For a man who allegedly defined “counterculture”, this frank and entirely unashamed familiarity with and love for what can certainly be referred to as “The Canon” (or, more accurately, a part of it) in European literature and art. Perhaps Kerouac had hit upon the important truth that you cannot reject something without knowing what it is that you’re rejecting (and when you take the trouble to engage with it, you find enough worth keeping). So perhaps Kerouac’s knowledge and use of the classical writers and painters should hardly come as a surprise – every great rule-breaker, it seemed, mastered the rules before he decided to break them, and Kerouac seems to have done the same.
Secondly, politics as appearing in the book: it does so incidentally, almost as an afterthought. But it is that precisely what makes it so compelling. Lonesome Traveler is primarily a travel memoir, whatever else it may be, and it cannot ever be a political tract. But for all that, it is the very manner in which political commentary occurs – as random throwaway remarks – that leaves a lasting impression. In my last post, I cited the part in which he laments the decline of jazz in a commercial society – such remarks about. For instance, describing his experiences at the USA-Mexico border, Kerouac writes:
“You just wait patiently like you always do in America among those apparently endless policemen and their endless laws against (no laws for).
While watching a bull die at the end of a bullfight:
“Matador walked one way, bull the other with sword to hilt and staggered, started to run, looked up with human surprise at the sky and sun, and then gargled.”
Ostensibly, it is simply description; it is not even couched in the language of a plea, an argument or an exhortation. But those two simple words “human surprise” are enough to make it one of the most eloquent testaments against bullfighting specifically, and violent sport involving animals, more generally.
The last chapter of the book, The Vanishing American Hobo (available here), is certainly the most overtly political of the lot. Kerouac explains how, as the twentieth century progresses, the rise of the surveillance state makes the hobo (that is, for our purposes, beatnik) redundant, since he finds the going far, far more difficult. Kerouac is witty, savage and acerbic. Consider, for instance:
“In America, camping is considered a healthy sport for Boy Scouts but a crime for mature men who have made it their vocation.”

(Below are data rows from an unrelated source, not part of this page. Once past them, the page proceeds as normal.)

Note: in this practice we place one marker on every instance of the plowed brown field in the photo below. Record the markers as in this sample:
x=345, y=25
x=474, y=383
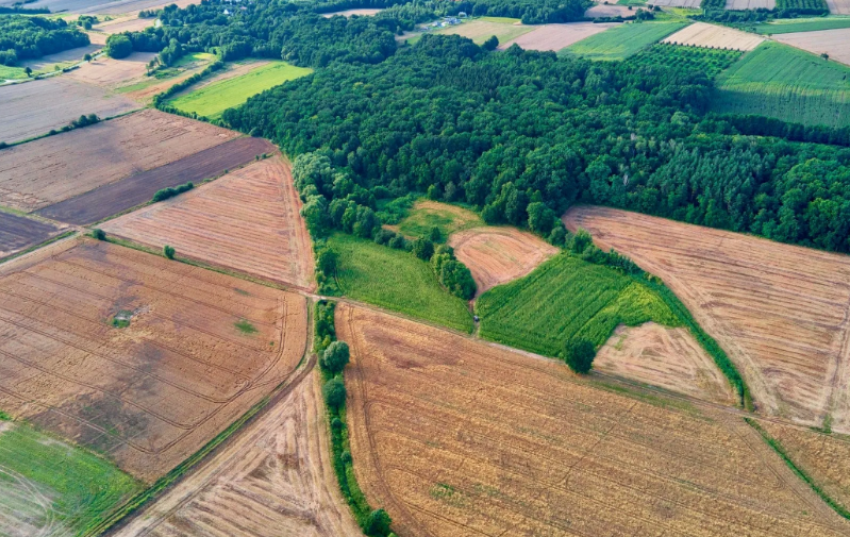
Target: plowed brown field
x=152, y=393
x=248, y=220
x=667, y=357
x=779, y=311
x=497, y=255
x=275, y=479
x=57, y=168
x=457, y=438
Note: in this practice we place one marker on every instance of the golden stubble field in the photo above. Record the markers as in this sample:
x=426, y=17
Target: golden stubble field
x=457, y=438
x=248, y=220
x=201, y=348
x=781, y=312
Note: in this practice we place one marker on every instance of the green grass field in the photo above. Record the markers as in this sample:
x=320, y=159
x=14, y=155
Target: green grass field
x=564, y=298
x=396, y=280
x=622, y=41
x=212, y=100
x=788, y=26
x=55, y=487
x=779, y=81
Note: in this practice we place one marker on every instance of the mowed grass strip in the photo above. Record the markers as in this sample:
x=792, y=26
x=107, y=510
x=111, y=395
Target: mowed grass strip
x=622, y=41
x=396, y=280
x=210, y=101
x=54, y=487
x=567, y=298
x=786, y=83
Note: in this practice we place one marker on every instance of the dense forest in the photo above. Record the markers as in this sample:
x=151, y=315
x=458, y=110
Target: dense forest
x=22, y=38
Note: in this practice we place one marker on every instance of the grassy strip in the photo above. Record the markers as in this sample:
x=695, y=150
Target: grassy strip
x=777, y=447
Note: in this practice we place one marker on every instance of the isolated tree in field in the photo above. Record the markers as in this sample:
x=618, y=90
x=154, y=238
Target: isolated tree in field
x=579, y=355
x=335, y=357
x=334, y=392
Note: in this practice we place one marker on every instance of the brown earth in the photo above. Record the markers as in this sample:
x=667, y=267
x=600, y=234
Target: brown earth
x=276, y=478
x=34, y=108
x=152, y=393
x=497, y=255
x=457, y=438
x=56, y=168
x=667, y=357
x=248, y=220
x=133, y=190
x=781, y=312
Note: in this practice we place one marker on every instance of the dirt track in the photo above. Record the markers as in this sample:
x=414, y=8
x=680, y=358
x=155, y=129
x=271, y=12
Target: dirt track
x=248, y=220
x=139, y=188
x=781, y=312
x=512, y=445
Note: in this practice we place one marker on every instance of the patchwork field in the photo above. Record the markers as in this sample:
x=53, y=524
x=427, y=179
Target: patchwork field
x=622, y=41
x=835, y=43
x=779, y=81
x=396, y=280
x=700, y=34
x=557, y=36
x=51, y=488
x=47, y=171
x=497, y=255
x=138, y=188
x=513, y=445
x=210, y=101
x=135, y=356
x=34, y=108
x=779, y=311
x=274, y=479
x=248, y=220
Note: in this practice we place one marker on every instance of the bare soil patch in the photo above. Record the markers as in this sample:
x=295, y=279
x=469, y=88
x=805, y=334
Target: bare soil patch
x=138, y=188
x=248, y=220
x=34, y=108
x=497, y=255
x=275, y=479
x=56, y=168
x=149, y=394
x=779, y=311
x=667, y=357
x=557, y=36
x=515, y=445
x=836, y=43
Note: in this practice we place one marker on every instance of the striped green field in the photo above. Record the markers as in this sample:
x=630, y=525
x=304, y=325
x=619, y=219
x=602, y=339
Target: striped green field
x=786, y=83
x=622, y=41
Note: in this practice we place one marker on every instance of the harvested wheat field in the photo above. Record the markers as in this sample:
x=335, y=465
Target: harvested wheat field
x=135, y=356
x=56, y=168
x=836, y=43
x=248, y=220
x=825, y=458
x=666, y=357
x=700, y=34
x=274, y=479
x=557, y=36
x=34, y=108
x=779, y=311
x=497, y=255
x=516, y=445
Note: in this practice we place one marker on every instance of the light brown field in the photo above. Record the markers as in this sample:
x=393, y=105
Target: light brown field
x=779, y=311
x=152, y=393
x=557, y=36
x=457, y=438
x=57, y=168
x=248, y=220
x=836, y=43
x=700, y=34
x=826, y=458
x=275, y=479
x=497, y=255
x=667, y=357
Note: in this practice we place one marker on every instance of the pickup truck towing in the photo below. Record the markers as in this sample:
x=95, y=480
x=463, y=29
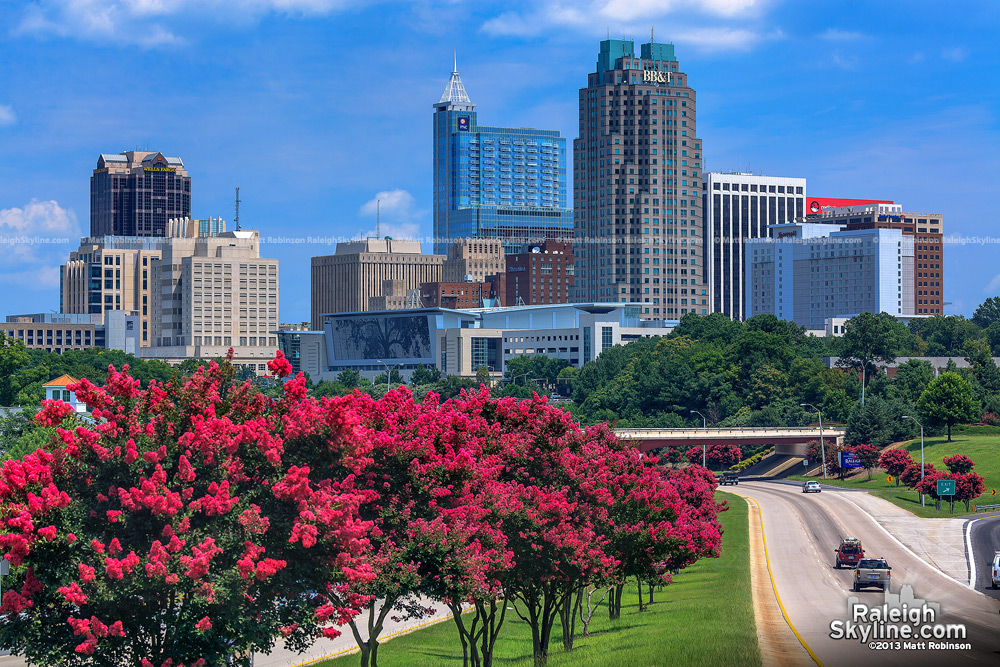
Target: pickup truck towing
x=872, y=572
x=848, y=553
x=730, y=478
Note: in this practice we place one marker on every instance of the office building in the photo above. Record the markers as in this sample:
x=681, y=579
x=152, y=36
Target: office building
x=810, y=272
x=495, y=182
x=473, y=259
x=59, y=332
x=368, y=275
x=926, y=231
x=737, y=207
x=111, y=273
x=460, y=341
x=542, y=274
x=487, y=294
x=213, y=293
x=135, y=193
x=638, y=184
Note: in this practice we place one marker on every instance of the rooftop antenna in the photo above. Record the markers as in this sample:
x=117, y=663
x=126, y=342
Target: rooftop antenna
x=236, y=218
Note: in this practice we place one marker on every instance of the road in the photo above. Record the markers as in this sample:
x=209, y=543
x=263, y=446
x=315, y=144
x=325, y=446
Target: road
x=985, y=541
x=802, y=531
x=323, y=648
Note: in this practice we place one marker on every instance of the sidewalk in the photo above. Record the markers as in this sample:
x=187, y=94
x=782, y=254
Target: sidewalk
x=939, y=542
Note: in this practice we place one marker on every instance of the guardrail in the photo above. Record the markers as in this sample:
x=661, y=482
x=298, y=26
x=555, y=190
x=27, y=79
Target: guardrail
x=985, y=508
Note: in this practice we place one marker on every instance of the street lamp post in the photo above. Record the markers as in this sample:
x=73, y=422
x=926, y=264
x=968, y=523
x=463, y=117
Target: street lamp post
x=388, y=377
x=822, y=445
x=921, y=453
x=704, y=425
x=864, y=365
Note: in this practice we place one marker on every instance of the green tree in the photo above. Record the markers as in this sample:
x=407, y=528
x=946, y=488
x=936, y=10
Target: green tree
x=948, y=400
x=13, y=357
x=871, y=338
x=988, y=312
x=425, y=375
x=911, y=380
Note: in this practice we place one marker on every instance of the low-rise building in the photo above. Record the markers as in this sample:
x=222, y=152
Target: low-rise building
x=460, y=341
x=58, y=332
x=810, y=272
x=542, y=274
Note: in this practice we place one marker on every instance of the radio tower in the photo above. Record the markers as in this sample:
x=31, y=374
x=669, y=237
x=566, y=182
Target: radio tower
x=236, y=218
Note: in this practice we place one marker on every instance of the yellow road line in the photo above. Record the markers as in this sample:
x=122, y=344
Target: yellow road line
x=767, y=558
x=381, y=638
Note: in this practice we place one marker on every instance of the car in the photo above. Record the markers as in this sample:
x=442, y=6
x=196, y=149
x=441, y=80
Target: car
x=872, y=572
x=848, y=553
x=730, y=478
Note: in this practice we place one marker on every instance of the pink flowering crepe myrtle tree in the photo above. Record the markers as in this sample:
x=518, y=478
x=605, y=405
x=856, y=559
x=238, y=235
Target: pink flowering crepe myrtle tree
x=192, y=523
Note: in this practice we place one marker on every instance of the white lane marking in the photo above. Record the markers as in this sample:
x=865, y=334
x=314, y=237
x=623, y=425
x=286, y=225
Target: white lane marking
x=969, y=554
x=906, y=548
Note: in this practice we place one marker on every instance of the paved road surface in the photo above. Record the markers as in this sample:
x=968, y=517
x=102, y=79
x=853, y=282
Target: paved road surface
x=802, y=531
x=282, y=657
x=985, y=541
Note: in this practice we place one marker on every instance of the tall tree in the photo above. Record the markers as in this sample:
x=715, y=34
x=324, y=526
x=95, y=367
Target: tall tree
x=13, y=357
x=988, y=312
x=948, y=400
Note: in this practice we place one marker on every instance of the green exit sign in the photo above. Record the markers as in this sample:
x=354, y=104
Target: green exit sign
x=946, y=487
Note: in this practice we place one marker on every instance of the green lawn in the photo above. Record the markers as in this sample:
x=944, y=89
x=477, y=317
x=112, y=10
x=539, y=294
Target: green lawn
x=979, y=443
x=704, y=618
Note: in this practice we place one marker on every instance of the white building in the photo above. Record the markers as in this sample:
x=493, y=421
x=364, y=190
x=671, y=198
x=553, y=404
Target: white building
x=458, y=342
x=809, y=272
x=737, y=207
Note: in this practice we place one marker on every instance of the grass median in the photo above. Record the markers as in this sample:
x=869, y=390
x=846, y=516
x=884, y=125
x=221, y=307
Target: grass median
x=979, y=443
x=704, y=618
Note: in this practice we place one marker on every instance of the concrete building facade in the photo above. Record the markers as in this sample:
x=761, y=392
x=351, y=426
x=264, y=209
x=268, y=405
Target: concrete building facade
x=495, y=182
x=637, y=184
x=809, y=272
x=360, y=274
x=542, y=274
x=213, y=293
x=737, y=207
x=926, y=231
x=135, y=193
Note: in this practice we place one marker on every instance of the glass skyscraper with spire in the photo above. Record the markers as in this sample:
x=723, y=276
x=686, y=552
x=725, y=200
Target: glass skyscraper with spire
x=495, y=182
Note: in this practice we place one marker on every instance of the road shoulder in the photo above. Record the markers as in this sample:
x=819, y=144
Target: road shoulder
x=778, y=644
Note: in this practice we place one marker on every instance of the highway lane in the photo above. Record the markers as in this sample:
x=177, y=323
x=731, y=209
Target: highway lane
x=985, y=541
x=802, y=531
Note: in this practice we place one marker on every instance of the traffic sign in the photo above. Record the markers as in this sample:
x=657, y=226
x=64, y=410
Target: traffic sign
x=946, y=487
x=848, y=460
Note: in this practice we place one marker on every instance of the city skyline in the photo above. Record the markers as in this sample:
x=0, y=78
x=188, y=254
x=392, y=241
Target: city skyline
x=895, y=103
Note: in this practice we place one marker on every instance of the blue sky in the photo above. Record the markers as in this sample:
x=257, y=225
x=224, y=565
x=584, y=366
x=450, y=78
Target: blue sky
x=315, y=108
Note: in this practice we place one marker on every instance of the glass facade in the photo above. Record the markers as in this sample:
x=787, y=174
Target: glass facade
x=495, y=182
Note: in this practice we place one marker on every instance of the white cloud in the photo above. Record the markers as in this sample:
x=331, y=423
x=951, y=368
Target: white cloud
x=956, y=54
x=36, y=231
x=634, y=17
x=141, y=22
x=398, y=214
x=835, y=35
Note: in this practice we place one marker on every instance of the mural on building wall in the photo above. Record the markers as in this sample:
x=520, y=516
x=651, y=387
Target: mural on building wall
x=382, y=337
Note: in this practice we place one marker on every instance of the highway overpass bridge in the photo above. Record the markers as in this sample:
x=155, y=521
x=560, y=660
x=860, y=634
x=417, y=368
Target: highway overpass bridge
x=787, y=440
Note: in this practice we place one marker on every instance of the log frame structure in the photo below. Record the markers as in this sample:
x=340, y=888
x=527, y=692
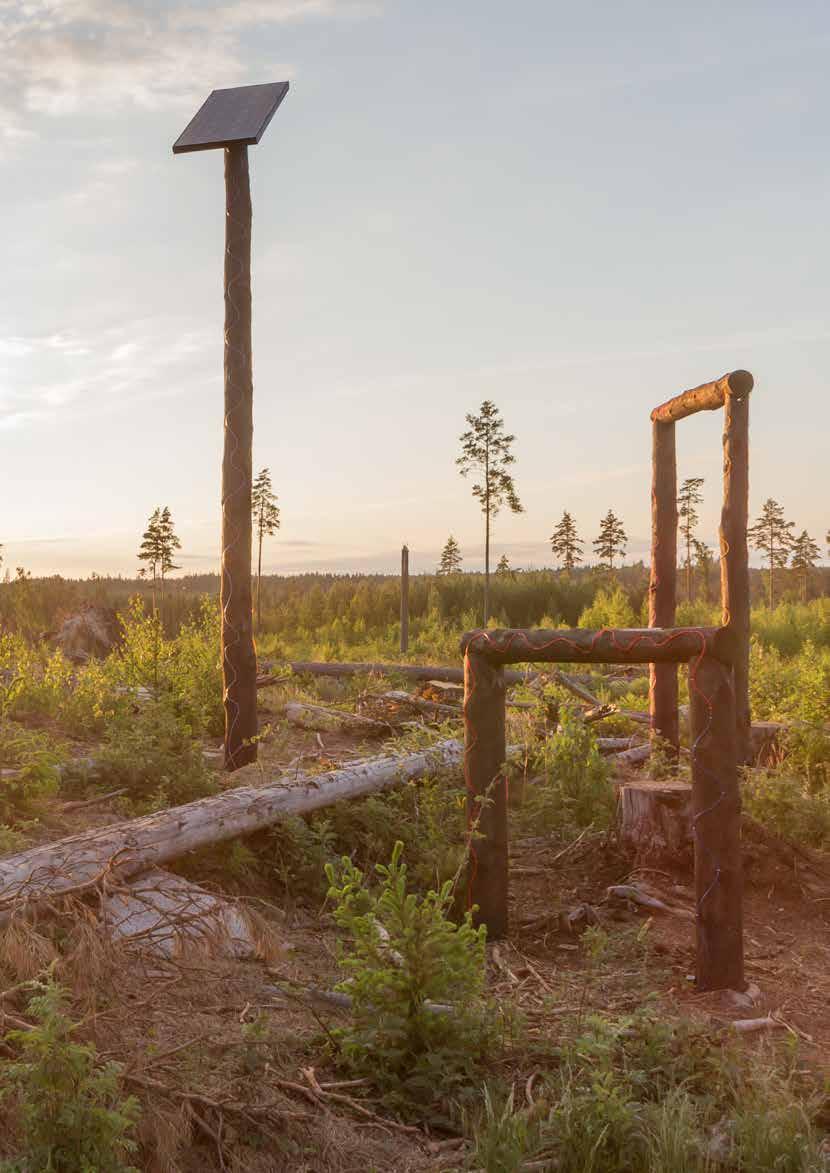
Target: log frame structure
x=709, y=653
x=732, y=393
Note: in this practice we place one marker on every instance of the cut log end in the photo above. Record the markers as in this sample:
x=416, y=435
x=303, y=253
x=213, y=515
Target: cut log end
x=655, y=820
x=740, y=382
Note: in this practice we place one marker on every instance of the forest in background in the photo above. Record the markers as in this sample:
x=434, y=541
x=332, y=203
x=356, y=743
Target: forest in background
x=326, y=614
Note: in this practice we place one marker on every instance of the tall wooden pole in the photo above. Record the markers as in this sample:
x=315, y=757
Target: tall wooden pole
x=716, y=805
x=487, y=793
x=238, y=655
x=405, y=598
x=662, y=589
x=735, y=555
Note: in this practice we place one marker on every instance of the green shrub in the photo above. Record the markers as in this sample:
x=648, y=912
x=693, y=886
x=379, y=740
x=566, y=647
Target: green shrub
x=788, y=806
x=32, y=759
x=403, y=956
x=154, y=755
x=576, y=788
x=69, y=1110
x=610, y=609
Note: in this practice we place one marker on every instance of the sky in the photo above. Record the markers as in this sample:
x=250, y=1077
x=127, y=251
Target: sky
x=573, y=210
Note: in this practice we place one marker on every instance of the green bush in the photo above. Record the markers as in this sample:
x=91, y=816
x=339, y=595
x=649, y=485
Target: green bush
x=403, y=955
x=610, y=609
x=154, y=755
x=575, y=790
x=32, y=759
x=68, y=1106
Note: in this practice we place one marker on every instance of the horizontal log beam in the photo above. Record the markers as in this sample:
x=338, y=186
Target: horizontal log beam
x=610, y=645
x=706, y=398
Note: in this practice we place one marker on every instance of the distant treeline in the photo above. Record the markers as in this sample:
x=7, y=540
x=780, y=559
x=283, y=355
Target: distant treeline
x=314, y=601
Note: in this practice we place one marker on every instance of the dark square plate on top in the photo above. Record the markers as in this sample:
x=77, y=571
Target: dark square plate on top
x=232, y=117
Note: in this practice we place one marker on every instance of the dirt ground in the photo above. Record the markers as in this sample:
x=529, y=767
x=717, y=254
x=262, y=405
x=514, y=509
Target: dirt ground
x=229, y=1057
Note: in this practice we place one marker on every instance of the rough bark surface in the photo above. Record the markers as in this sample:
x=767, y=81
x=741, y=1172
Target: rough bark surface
x=409, y=671
x=706, y=398
x=716, y=825
x=735, y=556
x=487, y=793
x=238, y=655
x=662, y=589
x=610, y=645
x=405, y=599
x=655, y=820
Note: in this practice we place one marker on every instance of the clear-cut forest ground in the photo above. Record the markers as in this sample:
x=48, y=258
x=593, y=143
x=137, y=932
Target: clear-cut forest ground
x=578, y=1044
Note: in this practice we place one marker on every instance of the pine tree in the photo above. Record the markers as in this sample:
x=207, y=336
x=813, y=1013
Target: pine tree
x=805, y=554
x=611, y=541
x=149, y=550
x=688, y=499
x=565, y=542
x=770, y=534
x=703, y=560
x=168, y=546
x=485, y=451
x=266, y=522
x=157, y=548
x=450, y=557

There is a strong sense, in the essay, that with the disappearance of the hobo, a certain kind of freedom and a certain kind of spontaneity will also disappear. Whether that is something to be desired or not may be set aside for now; but this much is true: after a grand journey with Kerouac from the peaks of the Cascades to Southampton, and so much in between, one cannot help but feeling a powerful sympathy as well as admiration for the people who live – or lived – such lives. Whatever reasons there may be, their passing is something to mourn. Because now, as Kerouac says, in the last line of his book:
“The woods are full of wardens.”
I cannot recall a more powerful way to end a piece of work. And as I wandered through the Lake District the last three days, and saw among the wild woods and fells of Grasmere, seeing so many signs reading “PRIVATE PROPERTY – KEEP OUT”, I couldn’t but help feeling how, in those few words and that simple image, Kerouac has summed up one of the core predicaments of the 20th and 21st centuries.